= Comox Sandhills =

Sand dune system in British Columbia, Canada

Comox Sandhills represents an ancient sand dune system in Comox and the Comox Valley Regional District near Cape Lazo, British Columbia. The dunes have been overgrown by a forest of Douglas-Fir and Shore Pine, which are frequently joined by Western Hemlock in moist areas. More rarely, kept uncommon by exceptionally low soil fertility, Western White Pine, Sitka Spruce, Western Red Cedar, Red Alder, Bigleaf Maple, Black Cottonwood and Trembling Aspen are present.

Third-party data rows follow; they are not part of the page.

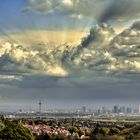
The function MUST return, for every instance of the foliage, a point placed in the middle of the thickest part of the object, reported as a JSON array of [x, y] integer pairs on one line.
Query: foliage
[[15, 132]]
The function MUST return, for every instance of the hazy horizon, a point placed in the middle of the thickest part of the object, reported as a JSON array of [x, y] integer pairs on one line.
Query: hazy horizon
[[69, 53]]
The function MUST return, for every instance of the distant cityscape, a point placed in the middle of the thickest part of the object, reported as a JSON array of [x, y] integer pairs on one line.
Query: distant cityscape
[[84, 111]]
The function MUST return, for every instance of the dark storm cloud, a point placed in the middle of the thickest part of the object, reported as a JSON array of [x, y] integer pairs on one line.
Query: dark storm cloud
[[121, 9]]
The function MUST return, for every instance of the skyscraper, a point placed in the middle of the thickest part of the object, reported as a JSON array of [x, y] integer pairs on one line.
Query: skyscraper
[[40, 104]]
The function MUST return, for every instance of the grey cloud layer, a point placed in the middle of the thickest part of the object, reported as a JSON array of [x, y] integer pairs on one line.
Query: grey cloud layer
[[101, 54], [102, 10]]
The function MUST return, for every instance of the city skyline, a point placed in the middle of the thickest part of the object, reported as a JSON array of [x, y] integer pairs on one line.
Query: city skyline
[[69, 52]]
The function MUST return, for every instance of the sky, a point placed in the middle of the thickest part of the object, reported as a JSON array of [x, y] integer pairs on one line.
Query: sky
[[69, 53]]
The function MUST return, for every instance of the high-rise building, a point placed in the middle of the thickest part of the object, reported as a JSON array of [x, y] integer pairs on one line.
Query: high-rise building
[[40, 104], [83, 109], [139, 109], [116, 109]]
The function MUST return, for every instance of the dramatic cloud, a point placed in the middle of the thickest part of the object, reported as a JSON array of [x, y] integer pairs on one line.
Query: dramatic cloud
[[102, 10]]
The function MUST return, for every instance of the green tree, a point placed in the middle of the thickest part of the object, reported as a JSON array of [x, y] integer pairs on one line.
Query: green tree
[[15, 132], [114, 131], [72, 129], [104, 131]]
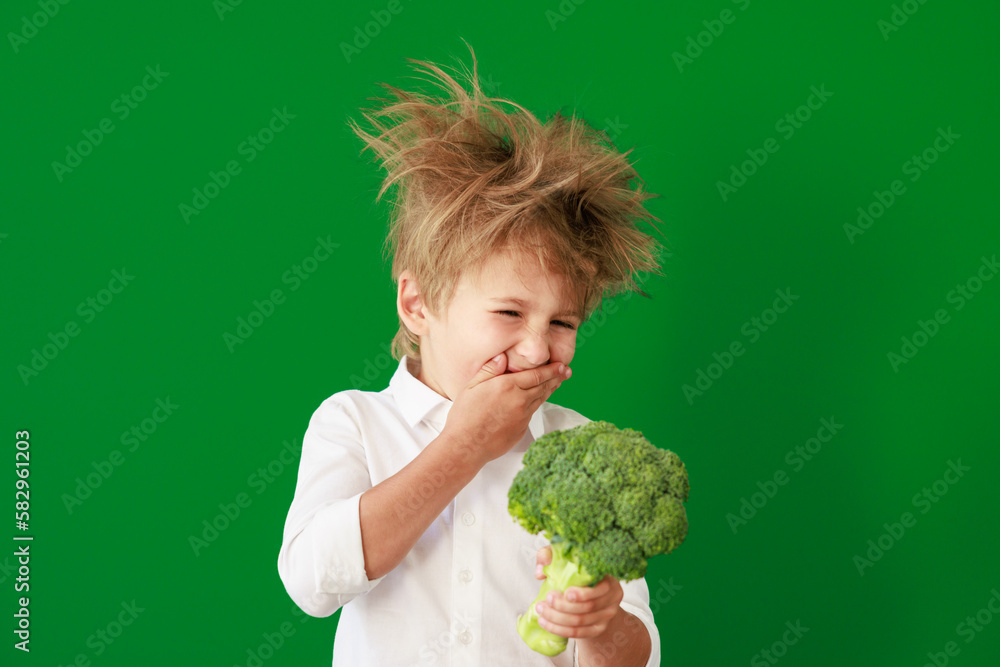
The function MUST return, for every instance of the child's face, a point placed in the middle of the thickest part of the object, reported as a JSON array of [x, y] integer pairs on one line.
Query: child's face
[[483, 320]]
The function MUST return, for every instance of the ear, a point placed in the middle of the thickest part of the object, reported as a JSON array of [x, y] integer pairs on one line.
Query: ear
[[410, 304]]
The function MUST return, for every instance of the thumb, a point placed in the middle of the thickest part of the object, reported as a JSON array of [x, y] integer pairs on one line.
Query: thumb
[[495, 366]]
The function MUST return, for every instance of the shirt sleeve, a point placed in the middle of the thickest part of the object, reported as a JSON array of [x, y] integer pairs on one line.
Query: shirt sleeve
[[636, 602], [321, 562]]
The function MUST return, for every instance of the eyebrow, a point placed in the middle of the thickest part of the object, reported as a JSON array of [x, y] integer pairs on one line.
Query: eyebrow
[[527, 304]]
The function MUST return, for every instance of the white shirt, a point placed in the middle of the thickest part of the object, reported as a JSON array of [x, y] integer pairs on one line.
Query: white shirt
[[453, 601]]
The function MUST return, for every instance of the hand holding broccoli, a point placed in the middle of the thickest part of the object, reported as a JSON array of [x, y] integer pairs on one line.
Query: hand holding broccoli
[[607, 499], [581, 612]]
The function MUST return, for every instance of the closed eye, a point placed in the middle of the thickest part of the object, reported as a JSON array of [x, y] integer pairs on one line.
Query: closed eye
[[514, 313]]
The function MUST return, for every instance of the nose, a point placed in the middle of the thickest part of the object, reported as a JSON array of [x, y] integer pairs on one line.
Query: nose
[[533, 348]]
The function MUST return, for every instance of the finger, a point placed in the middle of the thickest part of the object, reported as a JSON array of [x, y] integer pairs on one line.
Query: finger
[[492, 368], [553, 373], [574, 625], [583, 605]]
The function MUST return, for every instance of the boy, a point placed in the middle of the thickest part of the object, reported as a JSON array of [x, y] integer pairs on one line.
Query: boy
[[506, 233]]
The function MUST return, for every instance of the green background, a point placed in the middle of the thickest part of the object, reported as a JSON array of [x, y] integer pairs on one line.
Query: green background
[[727, 594]]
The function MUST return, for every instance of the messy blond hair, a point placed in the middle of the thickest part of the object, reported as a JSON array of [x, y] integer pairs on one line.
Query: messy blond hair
[[474, 180]]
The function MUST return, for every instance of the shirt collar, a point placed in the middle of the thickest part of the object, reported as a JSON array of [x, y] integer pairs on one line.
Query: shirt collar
[[417, 402]]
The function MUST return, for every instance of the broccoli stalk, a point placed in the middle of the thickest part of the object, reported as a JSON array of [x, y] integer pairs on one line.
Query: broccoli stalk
[[607, 499], [560, 574]]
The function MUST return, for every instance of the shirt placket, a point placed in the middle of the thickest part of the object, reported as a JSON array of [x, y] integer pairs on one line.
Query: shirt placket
[[467, 578]]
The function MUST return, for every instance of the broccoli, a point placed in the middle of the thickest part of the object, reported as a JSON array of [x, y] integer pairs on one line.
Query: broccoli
[[607, 499]]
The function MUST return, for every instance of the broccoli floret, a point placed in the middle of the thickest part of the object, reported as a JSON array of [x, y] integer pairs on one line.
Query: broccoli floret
[[607, 499]]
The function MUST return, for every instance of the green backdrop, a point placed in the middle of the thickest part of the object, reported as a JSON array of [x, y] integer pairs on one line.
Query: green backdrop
[[821, 349]]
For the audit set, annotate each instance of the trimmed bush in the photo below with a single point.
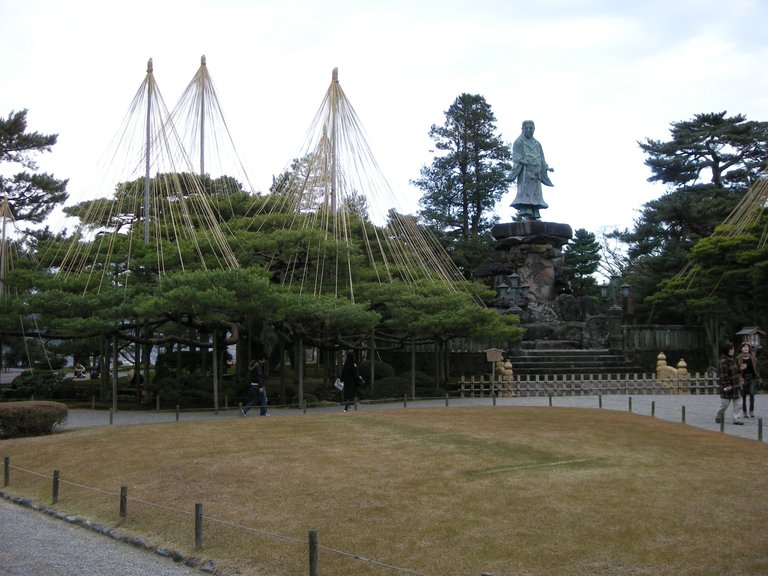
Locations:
(30, 418)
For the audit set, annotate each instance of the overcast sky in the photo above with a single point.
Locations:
(596, 76)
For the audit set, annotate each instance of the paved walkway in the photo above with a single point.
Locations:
(63, 549)
(699, 410)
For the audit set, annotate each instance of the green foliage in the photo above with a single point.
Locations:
(19, 419)
(464, 183)
(31, 196)
(726, 284)
(706, 165)
(731, 150)
(582, 258)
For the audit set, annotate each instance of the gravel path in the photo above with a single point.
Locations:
(34, 544)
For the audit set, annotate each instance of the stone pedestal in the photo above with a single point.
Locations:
(532, 250)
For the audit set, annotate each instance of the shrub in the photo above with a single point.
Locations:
(30, 418)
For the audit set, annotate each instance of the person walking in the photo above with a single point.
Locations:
(729, 379)
(351, 378)
(258, 389)
(751, 378)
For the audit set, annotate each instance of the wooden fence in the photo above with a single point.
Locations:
(586, 385)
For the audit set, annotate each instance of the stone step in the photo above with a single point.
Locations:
(569, 361)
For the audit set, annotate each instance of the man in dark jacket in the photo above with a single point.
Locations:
(729, 378)
(257, 388)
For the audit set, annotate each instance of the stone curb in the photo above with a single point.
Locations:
(207, 566)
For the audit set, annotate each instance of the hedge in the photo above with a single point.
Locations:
(30, 418)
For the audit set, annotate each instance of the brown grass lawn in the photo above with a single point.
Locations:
(439, 492)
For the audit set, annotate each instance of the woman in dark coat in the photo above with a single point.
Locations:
(351, 378)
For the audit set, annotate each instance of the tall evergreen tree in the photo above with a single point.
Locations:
(707, 166)
(31, 196)
(463, 184)
(465, 181)
(582, 258)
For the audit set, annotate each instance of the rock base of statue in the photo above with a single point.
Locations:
(526, 268)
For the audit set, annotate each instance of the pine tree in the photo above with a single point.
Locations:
(31, 195)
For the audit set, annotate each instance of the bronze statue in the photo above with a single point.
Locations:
(529, 169)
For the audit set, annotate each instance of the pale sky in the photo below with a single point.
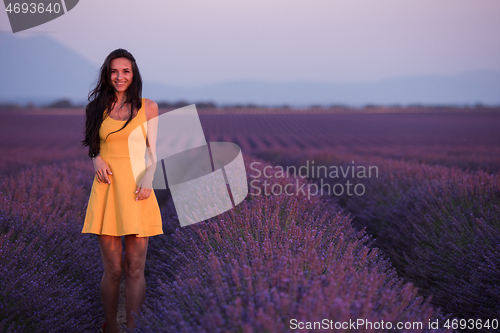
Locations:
(188, 43)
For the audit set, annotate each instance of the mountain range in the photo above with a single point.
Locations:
(41, 70)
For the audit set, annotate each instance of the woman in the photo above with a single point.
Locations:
(118, 204)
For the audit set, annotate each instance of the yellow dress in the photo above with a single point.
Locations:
(112, 209)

Classic podzol soil profile development was the rule, mapped as the Kye-Custer complex ("Ky-Cu") in a 1959 survey; however, housing developments have since disturbed the area and disrupted soil profiles so that many of the soils no longer resemble podzols. As a result, a 1985 report mapped the Sandhills in a brunisolic (Kuhushan) soil association. A 1989 report mapped the Beddis series for drier parts and the Baynes series for imperfectly drained areas.

The Sandhills lie east-northeast of Comox town center. Most of Lazo Road east of the junction with Guthrie Road passes through the Sandhills. Housing developments along Kinnikinick Road, Sand Pines Drive and Sierra Pine Road are among those on the old dune system. The northeast boundary lies near and roughly parallel to Knight Road. Lazo Wildlife Park protects the northwest corner of the dune area.

Some of the low-lying areas in the Sandhills are prone to floods which can cause property damage.